Emanullah’ın reform çalışmalarına tepki gösteren halk, Habibullah Kalakani (Baça-ye-Sakka) önderliğinde toplanmıştır. Krala karşı başlatılan bu ayaklanmayı Sovyet birlikleri bastırmış, kral ise yurt dışına kaçmıştı. Böylelikle Emanullah’ın ülkeyi terk etmesi üzerine Fransa’da sürgünde bulunan Nadir Şah ülkesine dönerek Afgan ordularının başına geçmiş ve ülkenin ileri gelenleri tarafından yeni kral ilan edilmiştir.
Nadir Şah Afganistan’da kontrolü ele geçirir geçirmez Afgan Hava Kuvvetleri’ndeki Sovyet uzmanlarına ihtiyaç duyulmadığı gerekçesiyle onları geri göndermişti. Bunun sonucunda Sovyet-Afgan ilişkilerinde büyük bir gerginlik ortaya çıktı. Bir suikaste kurban giden Nadir Şah’ın ölümünden sonra 19 yaşındaki oğlu Muhammed Zahir Şah 1933 yılında tahta geçti ve 1973’e kadar tahtta kaldı. Zahir Şah Afganistan’ı, 1946 yılına kadar babasının politikalarını devam ettiren amcası Serdar Muhammed Haşim Han’ın yardımıyla yönetti. 1946’dan sonra ise Zahir Şah’ın diğer amcası Serdar Şah Mahmud Han başbakan oldu. Onun döneminde ülkede büyük ölçüde bir siyasi özgürlük tecrübesi yaşandı. Fakat bu durum uzun sürmedi.
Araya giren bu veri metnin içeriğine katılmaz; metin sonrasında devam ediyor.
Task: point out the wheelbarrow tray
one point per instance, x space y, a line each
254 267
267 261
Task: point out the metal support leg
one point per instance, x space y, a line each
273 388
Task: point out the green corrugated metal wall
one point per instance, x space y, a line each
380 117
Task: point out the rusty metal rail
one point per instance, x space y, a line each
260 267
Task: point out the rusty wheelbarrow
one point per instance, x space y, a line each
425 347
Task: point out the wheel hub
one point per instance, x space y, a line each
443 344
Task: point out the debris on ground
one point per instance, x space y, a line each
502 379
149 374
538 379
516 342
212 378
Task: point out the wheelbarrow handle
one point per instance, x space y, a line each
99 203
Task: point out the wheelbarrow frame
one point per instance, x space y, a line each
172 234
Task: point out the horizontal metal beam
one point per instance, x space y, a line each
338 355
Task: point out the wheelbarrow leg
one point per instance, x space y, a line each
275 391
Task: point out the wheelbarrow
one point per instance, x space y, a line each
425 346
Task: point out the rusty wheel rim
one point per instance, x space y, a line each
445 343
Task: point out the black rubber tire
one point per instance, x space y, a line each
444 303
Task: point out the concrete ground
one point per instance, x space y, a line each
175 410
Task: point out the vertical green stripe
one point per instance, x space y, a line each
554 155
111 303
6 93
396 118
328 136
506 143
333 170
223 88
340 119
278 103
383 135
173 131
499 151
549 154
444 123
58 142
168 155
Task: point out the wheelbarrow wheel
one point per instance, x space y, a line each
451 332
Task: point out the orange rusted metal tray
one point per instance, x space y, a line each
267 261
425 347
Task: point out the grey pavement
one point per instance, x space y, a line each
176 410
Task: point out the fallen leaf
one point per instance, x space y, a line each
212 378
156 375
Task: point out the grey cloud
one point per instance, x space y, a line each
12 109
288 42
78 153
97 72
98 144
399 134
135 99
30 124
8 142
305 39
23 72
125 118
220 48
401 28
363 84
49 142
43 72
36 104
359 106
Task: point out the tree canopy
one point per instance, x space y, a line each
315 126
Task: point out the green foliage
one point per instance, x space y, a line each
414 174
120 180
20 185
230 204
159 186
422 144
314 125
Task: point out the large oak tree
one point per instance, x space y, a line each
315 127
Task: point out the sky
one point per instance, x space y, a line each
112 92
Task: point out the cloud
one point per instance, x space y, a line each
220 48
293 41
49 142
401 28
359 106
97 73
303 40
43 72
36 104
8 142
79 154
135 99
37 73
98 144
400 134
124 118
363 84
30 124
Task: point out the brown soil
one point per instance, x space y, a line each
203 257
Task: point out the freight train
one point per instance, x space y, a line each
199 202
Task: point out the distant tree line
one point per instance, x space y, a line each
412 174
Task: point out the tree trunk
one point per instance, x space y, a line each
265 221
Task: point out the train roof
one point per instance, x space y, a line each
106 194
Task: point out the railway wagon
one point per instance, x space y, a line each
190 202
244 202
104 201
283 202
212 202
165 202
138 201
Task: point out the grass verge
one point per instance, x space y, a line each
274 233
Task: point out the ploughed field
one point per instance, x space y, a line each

1953 yılında içeride ve dışarıda meydana gelen gelişmeler bu yıldan itibaren adeta ülkenin kaderini çizdi. Tecrübeli bir devlet adamı olan Şah Mahmud sağlık nedenlerinden dolayı görevi bıraktı. Onun yerine Zahir Şah’ın amcasının oğlu Muhammed Davud Han başbakan olarak atandı. Davud Han bu dönemde orduyu güçlendirmek için ABD’den silah alma talebinde bulundu. Davud Han’ın bu teklifi reddedilince, o da Sovyetler Birliği’ne yöneldi. Rusya’da ise Stalin öldü ve yerine Nikita Kruşçev geçti. Stalin’den sonra Kruşçev ile birlikte Sovyetler’in baskıyla nüfuz politikalarının yerini siyasi nüfuz politikaları aldı. Bu nedenle Sovyetler Afganistan’la yakınlaşma yoluna gitti. Sovyetler’in Stalin döneminden farklı olmak üzere bu dönemdeki Afganistan politikası, ikili işbirliği ve Sovyet yardımı olarak tezahür etti.
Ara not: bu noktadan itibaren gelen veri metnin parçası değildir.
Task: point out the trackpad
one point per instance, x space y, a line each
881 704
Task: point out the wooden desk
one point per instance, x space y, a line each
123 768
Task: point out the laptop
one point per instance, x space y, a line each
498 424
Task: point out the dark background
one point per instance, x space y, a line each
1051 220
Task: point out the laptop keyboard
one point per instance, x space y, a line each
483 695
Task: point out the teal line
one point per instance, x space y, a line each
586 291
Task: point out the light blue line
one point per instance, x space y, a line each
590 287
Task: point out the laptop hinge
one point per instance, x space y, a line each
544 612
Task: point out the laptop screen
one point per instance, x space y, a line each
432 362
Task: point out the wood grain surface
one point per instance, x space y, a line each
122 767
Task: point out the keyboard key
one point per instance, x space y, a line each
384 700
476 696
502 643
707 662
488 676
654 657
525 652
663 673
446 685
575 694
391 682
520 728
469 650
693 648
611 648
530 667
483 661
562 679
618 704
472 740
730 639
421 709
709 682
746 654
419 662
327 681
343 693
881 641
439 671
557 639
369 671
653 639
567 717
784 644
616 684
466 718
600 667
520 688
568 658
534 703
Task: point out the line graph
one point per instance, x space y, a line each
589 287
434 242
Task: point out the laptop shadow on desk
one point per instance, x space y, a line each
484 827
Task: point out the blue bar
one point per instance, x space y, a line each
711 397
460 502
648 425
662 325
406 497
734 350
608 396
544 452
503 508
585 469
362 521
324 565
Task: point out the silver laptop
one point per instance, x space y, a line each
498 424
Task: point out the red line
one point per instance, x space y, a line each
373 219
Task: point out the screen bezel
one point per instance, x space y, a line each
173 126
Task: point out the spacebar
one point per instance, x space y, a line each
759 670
Sovyetler Afganistan ekonomisini hakimiyetleri altına alarak ülkenin kendilerine bağımlı hale gelmesini amaçladılar. Afganistan, Sovyetler’in Ortadoğu’da bulunan dünyanın en zengin petrol bölgeleri ve açık denizlerle arasındaki en büyük engeldi. Bu arada Afganistan’ın Pakistan ile ilişkilerinde de bir gerginlik yaşandı. 1961 yılı başlarında her iki ülkeyi birbirine bağlayan sınır üzerinde çatışmalar yaşanmış, neticede iki ülke diplomatik ilişkilerini kesmişti.
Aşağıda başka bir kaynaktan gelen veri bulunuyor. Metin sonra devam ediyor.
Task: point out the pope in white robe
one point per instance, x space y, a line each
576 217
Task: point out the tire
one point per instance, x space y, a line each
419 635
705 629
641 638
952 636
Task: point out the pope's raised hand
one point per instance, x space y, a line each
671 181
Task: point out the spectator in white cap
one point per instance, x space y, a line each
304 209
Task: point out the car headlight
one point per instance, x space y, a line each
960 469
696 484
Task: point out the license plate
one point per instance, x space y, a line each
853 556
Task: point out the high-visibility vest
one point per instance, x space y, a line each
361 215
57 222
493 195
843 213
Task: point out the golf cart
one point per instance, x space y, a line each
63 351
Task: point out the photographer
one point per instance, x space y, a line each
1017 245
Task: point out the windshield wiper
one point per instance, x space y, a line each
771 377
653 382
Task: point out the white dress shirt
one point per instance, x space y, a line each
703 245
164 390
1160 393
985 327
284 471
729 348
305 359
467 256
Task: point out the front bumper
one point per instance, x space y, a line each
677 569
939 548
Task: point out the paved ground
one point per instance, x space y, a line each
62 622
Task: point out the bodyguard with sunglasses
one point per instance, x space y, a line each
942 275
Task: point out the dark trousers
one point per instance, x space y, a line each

Pakistan’la yaşanan gerginlik Afganistan’da ekonomik krize neden oldu ve Davud Han 1963’te görevi bırakmak zorunda kaldı. Peştunistan ayaklanmaları Pakistan ile Afganistan’ı işbirliği yapmaya itti. Bunun üzerine 1963 yılında görevden alınan Davud Han’ın yerine Muhammed Yusuf atandı. Yusuf hükümeti Amerika başta olmak üzere Batılı ülkelerle ikili ilişkiler içine girdi. Bundan sonraki dönemde (1963–1973) Zahir Şah Afgan siyasetinde daha etkin bir hale geldi. Pakistan’la bozulan siyasi ilişkilerini düzeltmeye gitti. İran’la yakınlaşmalar başladı. Ancak 1973 yılında Davud Han, ordudaki komünist subayların da yardımıyla Zahir Şah yönetimini devirdi ve monarşiyi ilga ederek Afganistan’da cumhuriyet rejimini kurdu. İsmi Afganistan Halk Cumhuriyeti olarak değişen ülkeye devlet başkanı olan Davud Han’ın Afganistan’da ikinci kez yönetime gelişi, bugünkü dramatik gelişmelerin başlangıcını oluşturdu. Bu arada 1965 yılında gizli yollarla kurulan Afganistan Komünist Partisi de Perşem ve Halk cephelerinin güçlerini birleştirerek Afgan Demokratik Halk Partisi (ADHP) ismini aldı. Bu partinin kurucu üyeleri arasında Babrak Karmal, Hafızullah Emin ve Nur Muhammed Terakki gibi ileri gelen komünist liderler bulunmaktaydı. Ülkenin güneydoğusunda yaşayan Peştunlar Halk Cephesi’ni oluştururken, Farsça konuşan komünistler Perçem cephesinde yer alıyorlardı. Babrak Karmal Perçem Cephesi’ni, Hafızullah Emin ise Halkileri temsil ediyordu.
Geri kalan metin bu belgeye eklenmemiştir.